Semana de páscoa
sempre foi m período que me trouxe muito incomodo. Quando eu era criança,
insistiam comigo para comer peixe na sexta-feira, mesmo eu não gostando (hoje
eu gosto) e não permitiam que se tivesse outras comidas em casa. Lembro-me que
somente quando minha irmã, que tinha sérios problemas para se alimentar (só
comia arroz), começou a comer a lasanha, é que este prato foi permitido para
ela, mas eu ainda tinha que comer as batatas e legumes do bacalhau.
Aquela
cerimônia forçada, descasada de uma tradição que fosse coerente, (sim, porque
também não éramos religiosos o suficiente para guardar a tradição da sexta
santa de forma lógica, era mais uma desculpa para comer bacalhau) sempre me
desgostou. E quando chegava no domingo só
piorava.
Por incrível
que pareça, eu nunca fui fã de chocolate, até hoje me lembro daqueles horríveis
guarda-chuvinhas de chocolates com gosto de gordura hidrogenada que ganhávamos de
vez em quando, tinham um retro gosto que ficava preso nos lábios e fundo da
garganta e nunca mais ia embora. Eca!
Acho que era por isso que não gostava de
chocolates naquela época a oferta era mais limitada. A cara de decepção das
pessoas quando me presenteavam era o reflexo da minha própria, e aquilo era constrangedor.

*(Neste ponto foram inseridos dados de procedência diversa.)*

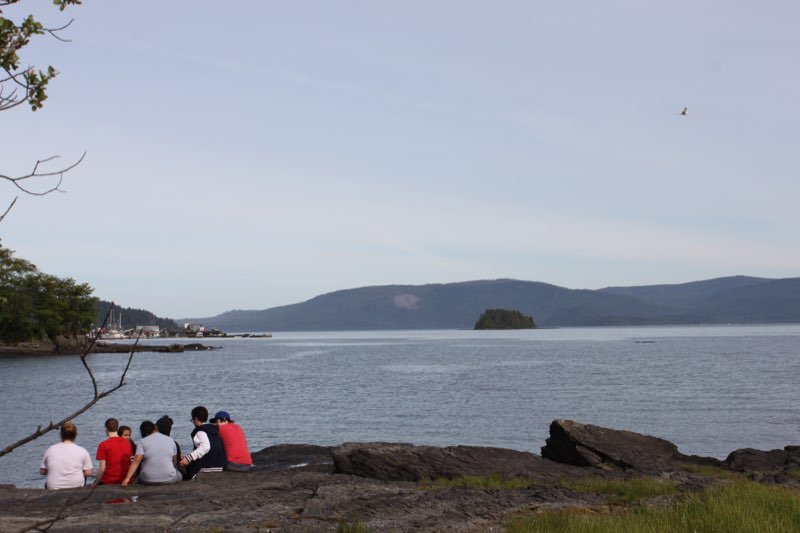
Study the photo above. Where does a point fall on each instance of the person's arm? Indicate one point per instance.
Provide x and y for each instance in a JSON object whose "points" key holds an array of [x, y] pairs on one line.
{"points": [[201, 447], [43, 466], [88, 466], [101, 470], [137, 460]]}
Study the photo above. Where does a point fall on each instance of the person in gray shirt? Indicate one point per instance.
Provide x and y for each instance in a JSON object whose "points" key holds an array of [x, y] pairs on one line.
{"points": [[158, 456]]}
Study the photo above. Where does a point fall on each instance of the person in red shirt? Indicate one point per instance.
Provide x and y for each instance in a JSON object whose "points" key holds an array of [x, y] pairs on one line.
{"points": [[235, 442], [114, 455]]}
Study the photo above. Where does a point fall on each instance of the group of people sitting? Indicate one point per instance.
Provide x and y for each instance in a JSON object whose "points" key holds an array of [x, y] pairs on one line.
{"points": [[219, 444]]}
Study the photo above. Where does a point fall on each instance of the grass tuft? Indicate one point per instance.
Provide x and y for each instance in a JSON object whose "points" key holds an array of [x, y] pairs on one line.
{"points": [[356, 526], [493, 481], [623, 490]]}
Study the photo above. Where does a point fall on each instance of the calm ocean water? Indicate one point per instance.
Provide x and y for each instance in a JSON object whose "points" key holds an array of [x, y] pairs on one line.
{"points": [[709, 390]]}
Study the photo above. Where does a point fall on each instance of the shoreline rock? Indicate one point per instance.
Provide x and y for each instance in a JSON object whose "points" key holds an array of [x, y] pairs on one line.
{"points": [[296, 487]]}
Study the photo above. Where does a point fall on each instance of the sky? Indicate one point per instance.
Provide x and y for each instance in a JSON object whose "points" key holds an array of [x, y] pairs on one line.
{"points": [[251, 154]]}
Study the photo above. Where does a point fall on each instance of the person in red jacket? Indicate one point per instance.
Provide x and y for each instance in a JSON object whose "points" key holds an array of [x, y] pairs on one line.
{"points": [[235, 442], [114, 454]]}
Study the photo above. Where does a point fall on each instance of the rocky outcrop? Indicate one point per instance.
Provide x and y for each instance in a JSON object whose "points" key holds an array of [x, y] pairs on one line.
{"points": [[406, 462], [585, 445], [751, 460], [305, 488]]}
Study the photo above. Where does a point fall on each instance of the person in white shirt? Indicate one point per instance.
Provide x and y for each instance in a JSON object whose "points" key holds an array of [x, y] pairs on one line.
{"points": [[66, 464]]}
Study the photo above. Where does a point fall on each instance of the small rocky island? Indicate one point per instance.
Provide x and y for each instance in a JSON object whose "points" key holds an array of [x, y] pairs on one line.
{"points": [[397, 487], [504, 319]]}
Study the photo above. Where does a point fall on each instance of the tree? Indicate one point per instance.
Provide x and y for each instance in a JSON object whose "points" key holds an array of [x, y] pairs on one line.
{"points": [[504, 319], [39, 306], [24, 84]]}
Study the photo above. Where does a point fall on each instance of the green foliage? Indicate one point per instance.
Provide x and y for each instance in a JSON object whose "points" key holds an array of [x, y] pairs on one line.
{"points": [[38, 306], [623, 490], [742, 506], [356, 526], [494, 481], [26, 83], [504, 319]]}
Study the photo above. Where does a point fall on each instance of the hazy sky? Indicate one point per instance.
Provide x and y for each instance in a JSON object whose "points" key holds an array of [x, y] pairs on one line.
{"points": [[250, 154]]}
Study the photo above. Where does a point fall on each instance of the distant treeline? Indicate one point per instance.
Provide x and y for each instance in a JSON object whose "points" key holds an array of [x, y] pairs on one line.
{"points": [[504, 319], [133, 317]]}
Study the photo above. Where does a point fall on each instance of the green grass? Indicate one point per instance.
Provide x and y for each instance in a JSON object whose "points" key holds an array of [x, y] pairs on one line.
{"points": [[356, 526], [494, 481], [623, 490], [714, 472], [739, 506]]}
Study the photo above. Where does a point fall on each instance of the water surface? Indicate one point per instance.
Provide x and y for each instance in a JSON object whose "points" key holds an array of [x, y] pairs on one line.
{"points": [[709, 390]]}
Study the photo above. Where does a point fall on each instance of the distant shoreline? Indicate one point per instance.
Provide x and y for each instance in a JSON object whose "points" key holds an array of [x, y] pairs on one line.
{"points": [[47, 349]]}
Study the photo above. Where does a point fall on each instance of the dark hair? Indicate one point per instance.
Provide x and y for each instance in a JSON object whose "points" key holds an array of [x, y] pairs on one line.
{"points": [[68, 431], [164, 425], [112, 425], [200, 413], [146, 428]]}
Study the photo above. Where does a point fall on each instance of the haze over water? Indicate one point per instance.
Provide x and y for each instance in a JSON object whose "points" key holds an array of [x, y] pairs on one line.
{"points": [[709, 390]]}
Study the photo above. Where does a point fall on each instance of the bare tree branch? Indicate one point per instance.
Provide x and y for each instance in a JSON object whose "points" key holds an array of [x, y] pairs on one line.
{"points": [[96, 398], [39, 173], [8, 208]]}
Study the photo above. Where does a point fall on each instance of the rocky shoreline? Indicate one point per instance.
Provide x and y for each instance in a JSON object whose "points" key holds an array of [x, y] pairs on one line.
{"points": [[47, 348], [386, 487]]}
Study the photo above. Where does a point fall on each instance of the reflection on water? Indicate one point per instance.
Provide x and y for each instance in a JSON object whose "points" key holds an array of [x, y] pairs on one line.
{"points": [[708, 389]]}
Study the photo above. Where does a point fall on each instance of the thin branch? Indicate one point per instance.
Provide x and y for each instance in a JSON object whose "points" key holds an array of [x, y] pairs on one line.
{"points": [[37, 173], [96, 398], [8, 208], [53, 32]]}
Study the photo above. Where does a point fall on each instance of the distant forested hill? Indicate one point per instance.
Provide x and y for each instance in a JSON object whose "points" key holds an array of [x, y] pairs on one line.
{"points": [[738, 299], [133, 317]]}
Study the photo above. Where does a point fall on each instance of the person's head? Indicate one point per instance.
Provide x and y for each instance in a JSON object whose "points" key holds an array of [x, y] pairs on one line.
{"points": [[112, 425], [147, 428], [199, 414], [164, 425], [68, 431], [221, 418]]}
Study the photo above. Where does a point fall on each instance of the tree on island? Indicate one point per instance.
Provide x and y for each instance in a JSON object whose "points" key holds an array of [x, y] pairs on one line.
{"points": [[504, 319], [35, 306]]}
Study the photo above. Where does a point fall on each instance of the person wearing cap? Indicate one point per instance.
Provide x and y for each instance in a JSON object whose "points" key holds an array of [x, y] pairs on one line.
{"points": [[209, 451], [235, 442]]}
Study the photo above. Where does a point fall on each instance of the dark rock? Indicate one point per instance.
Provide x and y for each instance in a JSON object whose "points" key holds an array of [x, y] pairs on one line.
{"points": [[751, 460], [406, 462], [294, 456], [586, 445]]}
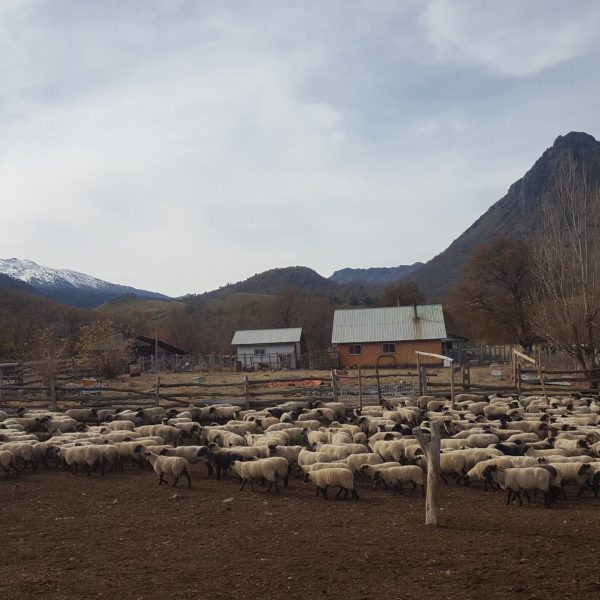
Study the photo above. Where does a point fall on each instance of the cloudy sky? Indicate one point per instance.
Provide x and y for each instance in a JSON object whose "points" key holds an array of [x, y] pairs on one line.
{"points": [[179, 145]]}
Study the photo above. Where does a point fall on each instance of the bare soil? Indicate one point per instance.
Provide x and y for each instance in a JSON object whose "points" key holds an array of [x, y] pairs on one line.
{"points": [[122, 536]]}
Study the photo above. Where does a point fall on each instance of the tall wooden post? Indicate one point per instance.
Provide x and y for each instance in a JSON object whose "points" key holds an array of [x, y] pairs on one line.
{"points": [[359, 388], [247, 392], [333, 385], [431, 448], [452, 385], [52, 394], [541, 376]]}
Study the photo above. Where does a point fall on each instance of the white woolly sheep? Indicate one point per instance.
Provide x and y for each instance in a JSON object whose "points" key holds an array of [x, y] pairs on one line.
{"points": [[525, 479], [269, 469], [169, 465], [396, 476], [335, 477]]}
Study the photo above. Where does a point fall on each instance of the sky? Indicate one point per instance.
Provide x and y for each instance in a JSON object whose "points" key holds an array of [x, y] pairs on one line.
{"points": [[178, 145]]}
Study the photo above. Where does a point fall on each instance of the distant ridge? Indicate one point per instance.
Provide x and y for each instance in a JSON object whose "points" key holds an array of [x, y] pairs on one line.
{"points": [[514, 216], [375, 275], [66, 286]]}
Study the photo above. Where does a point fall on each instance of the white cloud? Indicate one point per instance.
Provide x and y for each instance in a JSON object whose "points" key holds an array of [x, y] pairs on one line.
{"points": [[184, 145], [511, 37]]}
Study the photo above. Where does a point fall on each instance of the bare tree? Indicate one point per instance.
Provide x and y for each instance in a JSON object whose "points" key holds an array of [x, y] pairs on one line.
{"points": [[493, 299], [566, 264]]}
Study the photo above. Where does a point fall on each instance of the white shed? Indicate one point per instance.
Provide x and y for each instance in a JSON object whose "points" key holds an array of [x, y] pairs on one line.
{"points": [[273, 348]]}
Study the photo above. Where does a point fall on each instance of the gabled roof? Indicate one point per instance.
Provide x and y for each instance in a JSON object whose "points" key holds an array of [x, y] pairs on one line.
{"points": [[393, 324], [251, 337]]}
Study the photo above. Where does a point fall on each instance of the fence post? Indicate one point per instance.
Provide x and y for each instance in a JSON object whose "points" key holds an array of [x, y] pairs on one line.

Imagino o sacrifico que minha tia fazia para comprar ovos para os quatro filhos
e todos os sobrinhos e eu lá com aquela cara aborrecida.
Depois de um
tempo criei um jeito para fugir dos ovos, passei a só comer chocolate branco, e
não havia ovos de chocolate branco. Contentava-me com uma barrinha de galak, ou
uma balinha, mas ainda assim aqueles que me presenteavam pareciam sempre tão
frustrados quanto eu mesma.
Nunca entendi
esta necessidade de nos forçar a comer aquilo de que não gostamos, e como disse
antes, na minha família nunca houve uma forte tradição religiosa, na medida em
que pude escolher minhas próprias crenças, esta foi uma que abandonei de vez.
Mas os anos
passaram e minha inner child virou mãe. Descobri outras formas de passar as
festas santas, através dos olhos do meu filho, através da inocência da criança,
através da magia.
Enquanto fazia
os últimos acertos ligando do meu celular para o coelho da páscoa (é isso
mesmo, eu tenho ligação direta para o coelhinho, pelo menos na imaginação do
Miguel), convenci meu pequeno de que ganhar ovos não era tão bom quanto uma
cesta de guloseimas, afinal renderia muito mais. Na verdade os ovos estão caríssimos
e tenho certeza de que ele vai ganhar outras coisas de tias e avós.
Na sexta santa
entramos numa loja cheia de ovos de chocolate, apenas para cortar caminho até a
entrada que fica na outra rua, e fomos abordados por um menino negro e pobre,
que nos pedia para pagar um chocolate. A fila estava imensa e iríamos ficar
pelo menos 1h na loja, e tínhamos um pouco de pressa, mas aquilo acabou comigo.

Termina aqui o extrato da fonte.